Months after the curry incident, a friend who is like my sister sensed that something was wrong. I wasn’t myself, she observed over the phone, probing gently toward the truth. Slowly, I confessed that things had been rocky in my relationship, describing my boyfriend’s excessive drinking and controlling behavior. When she asked a question that stopped me in my tracks with its directness—“Does he hit you?”—the reality snapped into clarity. “Yes, he did,” I told her.

Until that moment, I hadn’t disclosed the physical violence to anyone, but somehow my friend broke through. I felt as if scales were being removed from my eyes. Understanding that I needed more than a sympathetic listener, she helped connect me with a domestic violence expert who helped me extricate myself. I would later discover that I was part of a pattern: My boyfriend had hurt other intimate partners before me too.

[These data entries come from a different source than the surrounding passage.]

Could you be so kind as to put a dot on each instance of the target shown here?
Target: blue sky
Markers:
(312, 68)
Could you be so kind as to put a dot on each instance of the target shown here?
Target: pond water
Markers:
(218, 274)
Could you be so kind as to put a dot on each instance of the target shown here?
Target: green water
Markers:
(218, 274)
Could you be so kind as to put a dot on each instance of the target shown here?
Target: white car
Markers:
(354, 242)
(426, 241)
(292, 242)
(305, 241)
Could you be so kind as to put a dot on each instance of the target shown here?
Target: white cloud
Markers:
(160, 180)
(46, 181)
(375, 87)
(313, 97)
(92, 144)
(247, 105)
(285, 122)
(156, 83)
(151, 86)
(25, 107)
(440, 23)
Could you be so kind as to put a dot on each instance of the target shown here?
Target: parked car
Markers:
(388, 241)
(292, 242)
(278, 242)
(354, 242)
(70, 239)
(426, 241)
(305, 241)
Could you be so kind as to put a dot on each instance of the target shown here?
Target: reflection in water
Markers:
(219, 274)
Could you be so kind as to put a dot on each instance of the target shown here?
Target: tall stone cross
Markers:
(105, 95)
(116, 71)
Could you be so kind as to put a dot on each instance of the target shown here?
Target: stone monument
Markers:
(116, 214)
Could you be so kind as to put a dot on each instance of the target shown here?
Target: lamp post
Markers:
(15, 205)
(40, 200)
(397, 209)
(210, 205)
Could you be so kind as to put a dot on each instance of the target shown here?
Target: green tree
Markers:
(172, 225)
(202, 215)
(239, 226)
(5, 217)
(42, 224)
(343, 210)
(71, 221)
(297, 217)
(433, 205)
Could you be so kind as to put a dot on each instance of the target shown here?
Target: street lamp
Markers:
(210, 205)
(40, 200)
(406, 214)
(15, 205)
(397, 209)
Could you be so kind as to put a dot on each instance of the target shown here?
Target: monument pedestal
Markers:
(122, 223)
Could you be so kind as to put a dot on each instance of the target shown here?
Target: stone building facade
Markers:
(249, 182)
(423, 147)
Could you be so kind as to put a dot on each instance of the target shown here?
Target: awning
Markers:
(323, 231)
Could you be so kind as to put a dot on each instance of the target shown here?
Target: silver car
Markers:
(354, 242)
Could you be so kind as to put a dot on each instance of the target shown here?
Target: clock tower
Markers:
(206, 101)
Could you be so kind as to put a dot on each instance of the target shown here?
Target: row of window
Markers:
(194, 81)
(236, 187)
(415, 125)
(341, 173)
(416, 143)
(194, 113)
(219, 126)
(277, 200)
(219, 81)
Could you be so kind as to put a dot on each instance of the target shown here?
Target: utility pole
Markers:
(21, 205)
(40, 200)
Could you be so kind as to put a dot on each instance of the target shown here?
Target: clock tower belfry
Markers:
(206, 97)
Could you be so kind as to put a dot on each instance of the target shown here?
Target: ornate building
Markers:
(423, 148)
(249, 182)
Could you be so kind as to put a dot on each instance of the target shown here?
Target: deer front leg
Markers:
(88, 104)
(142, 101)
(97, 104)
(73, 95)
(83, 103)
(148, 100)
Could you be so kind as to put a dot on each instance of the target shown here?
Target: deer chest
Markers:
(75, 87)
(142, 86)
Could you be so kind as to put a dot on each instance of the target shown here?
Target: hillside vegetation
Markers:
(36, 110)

Today, those disturbing details are part of the public record. A year after the curry incident, I was home in Portland, Oregon, when I decided to speak about my relationship with Eric Schneiderman, the former attorney general of New York state, in an investigative story by Jane Mayer and Ronan Farrow, of the New Yorker magazine. Ultimately, he resigned and tumbled from public esteem, but my aim in speaking out was simple: I wanted to prevent him from harming other women. And I wanted to spare other women from the painful memories I carry to this day.

There are things I wish I had known before, that I wish I could say to those silently enduring what I went through. That telling someone will help. That it’s okay to feel traumatized, but you have nothing to be ashamed of. That you shouldn’t focus on what will happen to your abuser. And that if your partner is not willing to acknowledge the problem and get professional help, get away. That you deserve better than this.

This holiday season, an old friend recently asked me to bring a dessert for a party at his house: a dish I used to make in college for a weekly salon he and I cohosted at our dorm. The Indian treat is called gulab jamun, but we referred to them as “love balls” on the salon’s menu—they’re essentially warm doughnut holes submerged in a cardamom rose syrup. I hadn’t made it in years. I was excited, eager, and yes, nervous, as I cooked. At the party, my friend popped one into his mouth and grinned. I’ll be joining him for Christmas at his place soon, where he’s hosting loved ones.

He’s already asked me to make the recipe again.